Before I started this course I thought I would have plenty of time to write blog posts in the evenings. Finishing at 6 would be a luxury……oh how I was wrong.
I have had pure information overload in the best possible way. I am one week down now and the course is amazing and different to what I was expecting.
My world was turned upside down the night before it all started when The Boy and I decided to go our separate ways. I started day 1 of the course a little confused and a little sleep deprived. But timing is everything in my life and I vowed that after the shit of 2015 I would only see the positive in 2016. And with my yoga everyday it’s been pretty easy.

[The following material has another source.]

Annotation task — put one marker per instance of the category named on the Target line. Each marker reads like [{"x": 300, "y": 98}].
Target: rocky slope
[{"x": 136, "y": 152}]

Obviously there have been times when I have felt a bit wobbly but just as balancing a headstand requires focus and a few deep breaths I’ve found myself breathing through those moments and finding calmness when I do.
Week one down and I am elevated with joy. Everyone on the course is very different and we all have different stories and backgrounds but one thing binds us. I love that we are one and we are all on this journey together (for whatever reason). No one has once made me feel uncomfortable or judged me when I messed up (there have been loads of those times by the way). We’ve laughed together and shed the odd tear. The energy in the group is awesome and even though it’s one week in I just know I’ve made some concrete friends during this journey.
The course is lead by Erin Prichard and for that I’m utterly grateful. She is just simply an amazing yoga teacher. Knowing when to push and knowing when to pull back she can read us so well. Her honesty and compassion is profound and she is pretty damn cool aswell.
We have also had the pleasure of a yoga teacher called Pete who has lead us through breathing and meditation. This is an area that my mental crazy mind has always struggled with and I wasn’t looking forward to too much. After spending time with him however I was hypnotised by his energy. Our discussions on philosophy just got me hooked and wanting more. I could listen to him for hours and just wanted to know his opinion on every life question I have ever pondered.
We have pranyama this morning so no breakfast for me today. I will definitely report back and let you know how it goes.
The course hasn’t been as physically demanding as I thought because we are sticking to a set sequence. BUT before I jinx myself it is going to ramp up as we do even more teaching practise everyday. I say that – I feel strong and my abs are peaking out to say hello!
I have loved parts of this course I didn’t think I would and I have struggled with areas I thought I would find easy. I’m still finding my voice, it’s in there somewhere lost behind nerves and self doubt but with the help of the others in my group it will jump out screaming very soon. I hope.
Finally, as a side note, this week has truly made me look at my life and the people I invest a lot of my energy into loving. I have been unfortunate to lose the person I thought was my future but my life has been filled with so much love from the people who cherish me. I can’t show it right now as so many things are going on but I am going to make it my mission when this is over to return the love I have received this week.
If you do one thing this week – just show those that you love that they are loved.